Şimdi aynı yakınmayı karşılayalım: ‘Tam da Aziz Nesin’lik bir durum’la karşılaşıldığında, yani makyaj kaldırmayan yüzümüzden boyalar aktığında; yani kurnaz politikacı tilki avını yasakladığında; yani Dolmabahçe Sarayı’nın paslı yan kapıları Bush geliyor diye boyanmaya başladığında; yani Bush geldi diye SAS komandoları şehir hatları vapurlarına eşlik etmeye başladığında; yani kral efendi, yokinisiyle Ortaköy’de arz-ı endam eylediğinde ve daha onlarca, yüzlerce ayrıntı, gerçeğin özüne işaret edebileceğimiz ışıklar saçtığında, elimizin kaleme, elimizin klavyeye gitmemesine bir bahane aramayalım. Oturup çalışalım.

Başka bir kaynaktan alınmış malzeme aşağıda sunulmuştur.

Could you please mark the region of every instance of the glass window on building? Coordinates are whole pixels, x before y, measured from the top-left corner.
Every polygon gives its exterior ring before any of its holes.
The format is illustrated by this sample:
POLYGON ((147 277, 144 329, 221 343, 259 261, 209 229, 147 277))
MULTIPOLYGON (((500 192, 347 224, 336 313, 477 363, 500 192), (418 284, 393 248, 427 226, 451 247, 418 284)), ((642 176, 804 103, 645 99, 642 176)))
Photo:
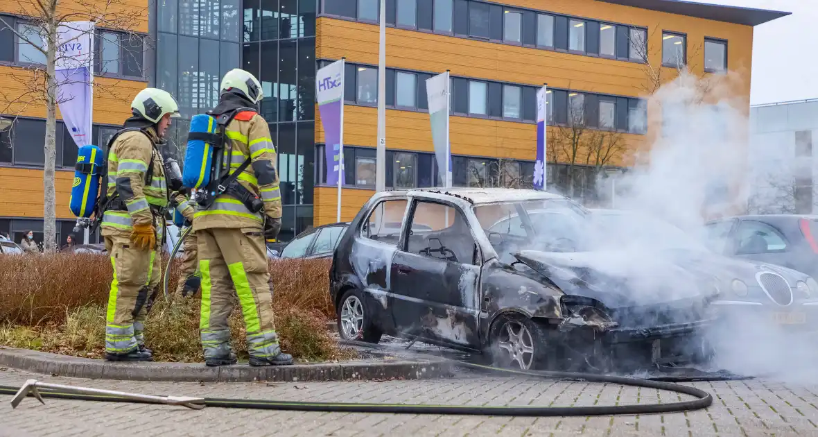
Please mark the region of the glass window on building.
POLYGON ((641 29, 631 29, 628 39, 628 59, 645 62, 648 54, 647 32, 641 29))
POLYGON ((357 102, 367 105, 378 103, 378 70, 357 67, 357 102))
POLYGON ((487 3, 469 2, 469 35, 488 38, 489 7, 487 3))
POLYGON ((367 187, 375 187, 375 164, 374 151, 362 149, 356 151, 355 185, 367 187))
MULTIPOLYGON (((273 16, 270 19, 271 21, 276 21, 276 18, 278 20, 279 30, 277 38, 281 39, 298 38, 299 26, 300 25, 299 22, 298 0, 279 0, 278 7, 278 16, 276 17, 276 13, 273 12, 273 16)), ((275 7, 273 7, 273 9, 275 9, 275 7)), ((266 25, 266 21, 262 25, 266 25)), ((276 37, 272 36, 272 38, 276 37)))
MULTIPOLYGON (((241 40, 241 18, 239 16, 239 0, 222 0, 222 39, 239 42, 241 40)), ((236 65, 238 63, 236 64, 236 65)))
POLYGON ((453 0, 434 0, 434 31, 452 32, 453 0))
POLYGON ((355 18, 355 2, 353 0, 323 0, 323 2, 325 14, 355 18))
POLYGON ((616 56, 616 26, 600 23, 600 54, 605 56, 616 56))
POLYGON ((616 103, 600 99, 600 128, 614 129, 615 127, 616 103))
POLYGON ((17 23, 17 32, 34 44, 33 46, 17 37, 17 62, 44 65, 46 56, 35 47, 35 46, 40 48, 45 47, 40 37, 40 29, 34 25, 17 23))
POLYGON ((357 0, 358 20, 378 21, 378 3, 380 0, 357 0))
POLYGON ((469 187, 488 187, 488 163, 483 160, 467 160, 466 178, 469 187))
POLYGON ((469 82, 469 114, 485 115, 488 114, 487 93, 488 84, 485 82, 471 80, 469 82))
POLYGON ((704 70, 718 72, 727 70, 727 43, 714 39, 704 40, 704 70))
POLYGON ((554 47, 554 16, 545 14, 537 16, 537 45, 554 47))
POLYGON ((176 97, 185 118, 199 113, 199 38, 179 36, 179 76, 176 97))
POLYGON ((395 153, 395 188, 414 188, 416 159, 414 153, 395 153))
POLYGON ((520 118, 521 94, 519 87, 503 85, 503 117, 520 118))
POLYGON ((569 122, 572 125, 585 124, 585 95, 578 92, 568 94, 569 122))
POLYGON ((398 71, 395 74, 396 105, 407 108, 414 108, 416 92, 417 75, 414 73, 398 71))
MULTIPOLYGON (((280 121, 294 121, 298 112, 297 43, 281 41, 278 47, 278 98, 280 121)), ((314 86, 314 85, 313 85, 314 86)))
POLYGON ((523 41, 523 14, 505 11, 503 17, 503 40, 508 43, 523 41))
POLYGON ((585 21, 569 20, 569 50, 585 52, 585 21))
POLYGON ((156 0, 160 32, 178 32, 178 0, 156 0))
POLYGON ((627 132, 645 133, 648 130, 648 106, 644 100, 630 99, 627 108, 627 132))
POLYGON ((417 2, 416 0, 397 0, 398 18, 399 26, 417 27, 417 2))
POLYGON ((676 34, 662 34, 662 65, 681 67, 685 65, 685 37, 676 34))
POLYGON ((100 73, 116 74, 119 73, 119 34, 114 32, 100 33, 99 63, 100 73))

Şimdi işimize koyulalım: Hadi şimdi...”

Aradan on küsur yıl geçmiş bu satırları yazalı. Vurdular mizahı şimdi.

Tanımıyoruz o vurulanları çoğumuz. Okumadık dergilerini. Ama koptu içimizden bir parça. Neşeden, eleştiriden, aydınlıktan, özgürlükten, kardeşlikten...

Vurdular mizahçıları, karikatüristleri.

Hepimiz Charlie’yiz şimdi. Heeeep Charlie. Je suis Charlie...

Biraz fırlamalıktan zarar gelmez ya mizaha. Hadi, bizi vurarak korkutabileceklerini, yıldırabileceklerini, yok edebileceklerini sananlara, hep beraber nanik yapalım, uygun bir hareket çekelim şimdi...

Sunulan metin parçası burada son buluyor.